To be fair, your post has the potential of causing more confusion by referring to HDMI 1.0 and 2.0 with regards to cables. These standards exist only for the ports and the devices themselves. Cables are rated either at Standard Speed or High Speed (with various Automotive and Ethernet variants that aren't really that important) - link.

It might not seem important, but there's enough confusion already with the dreadful way the HDMI spec have been drafted, with the potential for people to believe they need to upgrade a 1.3 cable to a 1.4 or 2.0 cable, when in fact any device using any of those three standards would use the same High Speed rated cable.

 

Ahh I see, apologies, I did not mean to cause further confusion or provide false information. I was under the impression manufacturers produced the cables in correlation to a particular HDMI version standard but by law (for whatever reason) weren't allowed to use that as part of their marketing. That's how I thought cables were branded as 'standard' or 'high speed'.
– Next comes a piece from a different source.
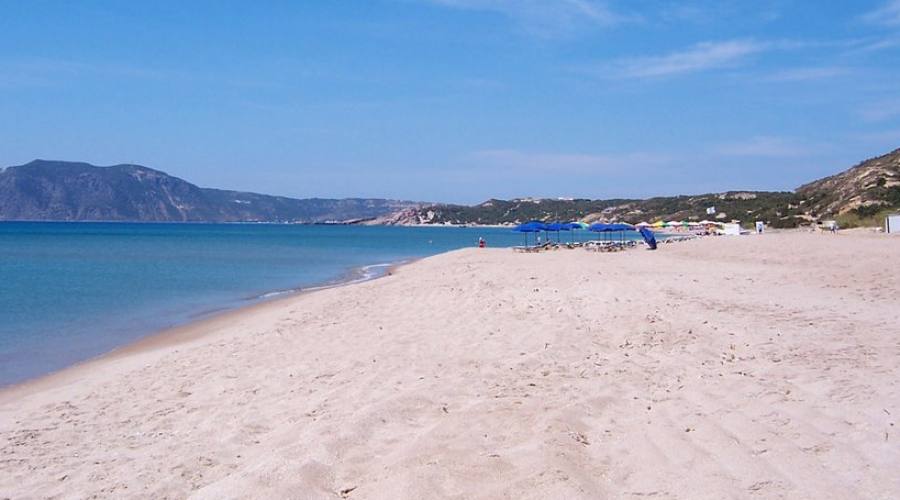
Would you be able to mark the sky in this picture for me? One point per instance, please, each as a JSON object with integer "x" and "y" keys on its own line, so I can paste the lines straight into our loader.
{"x": 455, "y": 100}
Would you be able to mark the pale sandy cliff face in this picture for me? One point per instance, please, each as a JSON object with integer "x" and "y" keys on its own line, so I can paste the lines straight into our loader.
{"x": 865, "y": 184}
I guess it was just something I formulated in my head simply because I have noticed a difference when switching between cables. I used to use the green HDMI cable that came with my Xbox and ran it between my AV reciever and TV (both ARC compatible) although ARC would never work. As soon as I upgraded to a cheap 'high speed' HDMI cable bought from Amazon ARC worked. I did also find it enabled a couple more colour options when using my Xbox thus providing better picture quality. Based on that, I made the assumption the green HDMI xbox cable was version 1.3 and the 'high speed' cable I had purchased was version 1.4. That;s where my theory is from anyway.